Skip to content

Security

Tako VM implements defense-in-depth to safely execute untrusted code.

Security Layers

┌─────────────────────────────────────────────────────────────┐
│                      Input Validation                        │
│                  (Size limits, sanitization)                 │
├─────────────────────────────────────────────────────────────┤
│                    Container Isolation                       │
│              (Docker with security restrictions)             │
├─────────────────────────────────────────────────────────────┤
│                     Syscall Filtering                        │
│                    (Seccomp whitelist)                       │
├─────────────────────────────────────────────────────────────┤
│                    Resource Limits                           │
│               (Memory, CPU, time, file size)                 │
├─────────────────────────────────────────────────────────────┤
│                    Output Sanitization                       │
│              (Capped output, error filtering)                │
└─────────────────────────────────────────────────────────────┘

Container Security

Network Isolation

By default, containers have no network access:

docker run --network=none ...

This prevents: - Data exfiltration - Command & control communication - Attacks on internal services - Cryptocurrency mining pools

Selective Network Access

For jobs that need network (e.g., API calls), configure per job type:

job_types:
  - name: api-client
    network_enabled: true

When network_enabled: true, containers can access any external host. For strict egress control, use external firewalls or Kubernetes NetworkPolicy.

Read-Only Filesystem

docker run --read-only ...

Writable locations: - /output/ - For results - /tmp/ - Temporary files (noexec)

Capability Dropping

All Linux capabilities are dropped except those required for privilege dropping:

docker run --cap-drop=ALL --cap-add=SETUID --cap-add=SETGID ...

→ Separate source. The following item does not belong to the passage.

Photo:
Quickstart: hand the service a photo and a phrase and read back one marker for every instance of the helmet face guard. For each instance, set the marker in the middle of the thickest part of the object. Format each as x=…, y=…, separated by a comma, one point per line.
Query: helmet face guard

Note on no-new-privileges: Tako VM does NOT use --security-opt=no-new-privileges because it conflicts with gosu, which is used to drop from root to the sandbox user after installing dependencies. The privilege drop flow is:

  1. Container starts as root (required for dependency installation)
  2. gosu drops privileges to sandbox user (uid 1000)
  3. User code executes as unprivileged sandbox user

This trade-off is necessary because: - Dependencies may require root to install (e.g., system packages) - gosu uses setuid to switch users securely - no-new-privileges blocks setuid, breaking the privilege drop

The risk is mitigated by: - gVisor runtime (userspace kernel) blocks most privilege escalation - Seccomp profile restricts dangerous syscalls - Code runs as non-root after the privilege drop

Non-Root Execution

Code runs as unprivileged user (uid 1000) inside the container:

# In Dockerfile
USER sandbox
# At runtime (enforced by Tako VM)
docker run --user=1000:1000 ...

This is controlled by enable_userns: true (default). Even if container code somehow modifies the Dockerfile or image, the --user flag at runtime ensures non-root execution.

Ephemeral Containers

Containers are destroyed after each execution:

docker run --rm ...

No persistent state between executions.

Seccomp Filtering

Seccomp (Secure Computing Mode) restricts available syscalls.

Enabled Syscalls

The whitelist includes safe operations: - File I/O (read, write, open, close) - Memory (mmap, brk) - Process (exit, getpid) - Time (clock_gettime)

Blocked Syscalls

Dangerous syscalls are blocked: - ptrace - Process debugging - mount - Filesystem mounting - reboot - System reboot - sethostname - Hostname changes - init_module - Kernel modules

Custom Profile

The profile is at tako_vm/seccomp_profile.json:

{
  "defaultAction": "SCMP_ACT_ERRNO",
  "syscalls": [
    {
      "names": ["read", "write", "open", ...],
      "action": "SCMP_ACT_ALLOW"
    }
  ]
}

Resource Limits

Memory Limits

docker run --memory=512m --memory-swap=512m ...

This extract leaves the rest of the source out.